Autour de cette femme morte d’une jeunesse sans fin, se débattent et viennent se consumer les hommes les plus vieux comme Jaroslav Prus interprété par Johan Reuter ou le comte Hauk-Sendorf de Peter Bronder, et les plus jeunes comme le Vitek de Nicholas Jones ou l'Albert Gregor de Pavel Cernoch. Johan Reuter baryton-basse sombre à la puissance maîtrisée brosse le caractère dominateur, maître-chanteur et quasi tyrannique de Jaroslav Prus. Et Peter Bronder habitué des rôles wagnériens est un Hank-Sendorf touchant, perdu entre ses souvenirs et le présent, à la limite de l’Alzheimer. Pavel Cernoch en Albert Gregor incarne un amoureux de son aïeule avec une voix de ténor aussi ferme que chaleureuse. Son duo au premier acte restera dans les mémoires par son lyrisme. Nicholas Jones en Vitek Prus personnifie avec talent un benêt qui se suicide à trop approcher la cantatrice, malgré une voix un peu trop serrée.
La célébrité de la cantatrice lui a ravi son intimité. Une lassitude grandit en elle. Le philtre de la jeunesse éternelle perd graduellement de son effet. D’abord psychologiquement ; si elle semble tenir à son arrière petit-fils au début de l’opéra, elle se désintéresse de lui à la fin, et si au début de l’œuvre, elle tient à récupérer la formule de l’élixir de jouvence, elle accepte finalement la mort. Cet équilibre entre vie et mort est rompu ensuite aussi physiquement.

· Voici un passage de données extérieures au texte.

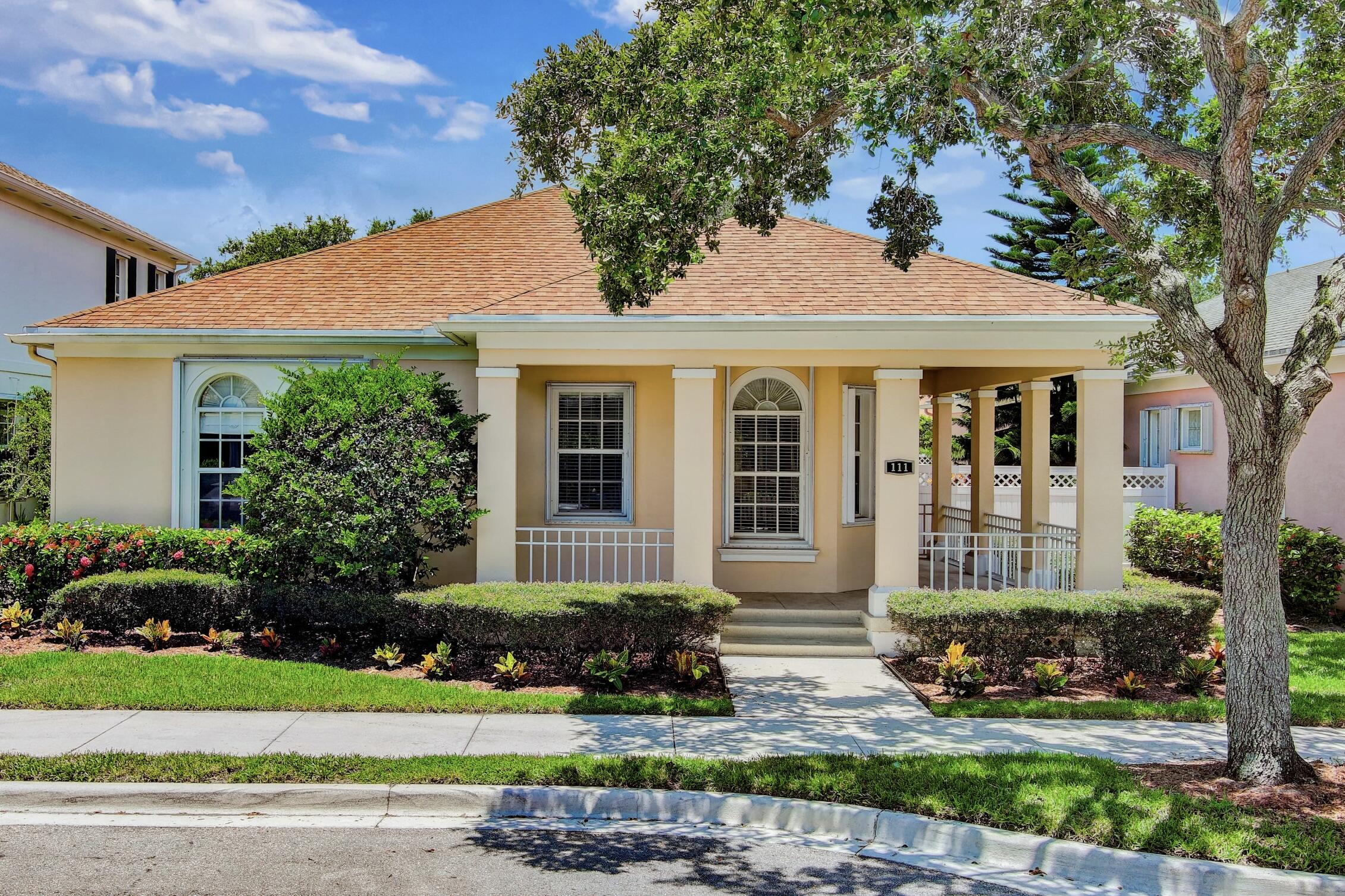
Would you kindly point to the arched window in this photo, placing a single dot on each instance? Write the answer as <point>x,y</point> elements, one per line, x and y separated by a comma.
<point>769,457</point>
<point>228,413</point>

Le froid gagne son corps comme le signale Jaroslav Prus. Parallèlement à cette dépression, une passation entre les deux cantatrices, visible au troisième acte eu égard à leur similitude vestimentaire et d’attitude, prend forme. 

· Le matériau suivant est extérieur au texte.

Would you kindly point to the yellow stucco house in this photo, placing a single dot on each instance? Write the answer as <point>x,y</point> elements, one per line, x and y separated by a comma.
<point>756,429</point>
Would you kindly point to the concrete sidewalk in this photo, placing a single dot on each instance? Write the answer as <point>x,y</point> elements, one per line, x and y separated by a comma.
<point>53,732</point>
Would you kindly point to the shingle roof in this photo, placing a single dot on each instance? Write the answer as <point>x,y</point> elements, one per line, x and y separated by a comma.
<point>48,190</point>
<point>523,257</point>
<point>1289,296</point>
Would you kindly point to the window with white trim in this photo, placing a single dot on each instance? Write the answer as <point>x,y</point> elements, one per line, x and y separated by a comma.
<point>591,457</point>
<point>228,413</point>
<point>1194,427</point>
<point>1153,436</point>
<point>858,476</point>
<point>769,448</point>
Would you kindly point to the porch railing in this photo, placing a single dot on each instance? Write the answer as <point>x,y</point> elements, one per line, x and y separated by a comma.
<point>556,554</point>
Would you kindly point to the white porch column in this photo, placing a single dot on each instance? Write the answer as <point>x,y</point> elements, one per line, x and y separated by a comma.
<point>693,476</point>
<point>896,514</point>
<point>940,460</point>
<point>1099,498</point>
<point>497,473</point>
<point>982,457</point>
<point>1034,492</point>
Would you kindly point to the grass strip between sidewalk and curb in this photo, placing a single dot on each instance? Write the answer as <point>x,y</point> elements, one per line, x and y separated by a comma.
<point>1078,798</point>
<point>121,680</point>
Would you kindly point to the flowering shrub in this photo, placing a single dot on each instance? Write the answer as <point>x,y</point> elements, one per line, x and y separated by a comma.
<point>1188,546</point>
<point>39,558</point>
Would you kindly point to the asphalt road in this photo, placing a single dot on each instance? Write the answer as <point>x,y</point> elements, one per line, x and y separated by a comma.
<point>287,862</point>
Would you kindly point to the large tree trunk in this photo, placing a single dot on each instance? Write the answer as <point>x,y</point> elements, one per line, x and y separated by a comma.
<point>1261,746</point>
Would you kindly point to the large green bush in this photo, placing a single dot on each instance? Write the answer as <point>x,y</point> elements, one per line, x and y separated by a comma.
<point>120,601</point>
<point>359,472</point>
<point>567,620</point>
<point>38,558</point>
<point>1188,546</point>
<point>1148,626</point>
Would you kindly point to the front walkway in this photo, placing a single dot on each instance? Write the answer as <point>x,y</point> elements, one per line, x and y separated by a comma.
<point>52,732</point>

Emilia Marty est interprétée par Karita Mattila, qui reprend ici un rôle déjà chanté à Helsinki, et Krista par Ilanah Lobel-Torres, formée à l’opéra de Paris. Karita Mattila, qui errait sur scène en Herodias droguée dans la Salomé de Lydie Steier, domine son rôle et l’opéra. Malgré son médium matifié par l’âge quelquefois couvert par l’orchestre, ses aigus gardent leurs saillances. Son air final, zébré de silences, témoigne de la qualité de son chant. Ilanah Lobel-Torres est une Krista de qualité. La transmission entre Emilia Marty et Krista se fait également dans le chant, tant la voix de la jeune soprano légèrement rugueuse emboîte le pas à celui de son aînée. Elle est assurément une cantatrice à suivre.
La répétition de la mécanique libidineuse masculine a fini par blaser la tricentenaire, même la question du testament, où se nouent le temps, la rupture et l’argent, a perdu son intérêt. Elle laisse la place à son double jeune. Ne pouvant pas lui donner la formule, la malédiction est rompue, enfin.
Par delà l’abondance des extraits de Sunset Boulevard et des montages autour de Marylin Monroe, détournant hélas de la musique puissante, rugueuse et innovatrice de Janacek, la mise en scène suit le livret, donne à réfléchir et donc enrichit le spectateur. Ce « détournement vidéo » est d’autant plus regrettable que l’accompagnement orchestral est superbement rendu par l’orchestre de l’Opéra de Paris qui en propose un long poème symphonique dont les accords de cuivres avec les cordes s'écoulent comme une rivière de galets. L’Affaire Makropoulos, comme Jenufa, La Petite Renarde rusée, Katia Kabanova ou Dla Maison des morts, regarde vers l’avenir. Tant du point de vue du maniement du chant original, aussi bien rendu par le plateau vocal que du point de vue d'un orchestre saisissant le spectateur par des nouveaux moyens et dirigé de main de maître par Susanna Mälkki, cet opéra s'avère un chef d’œuvre qui fait regretter qu’on ne joue pas davantage d’œuvres de Janacek.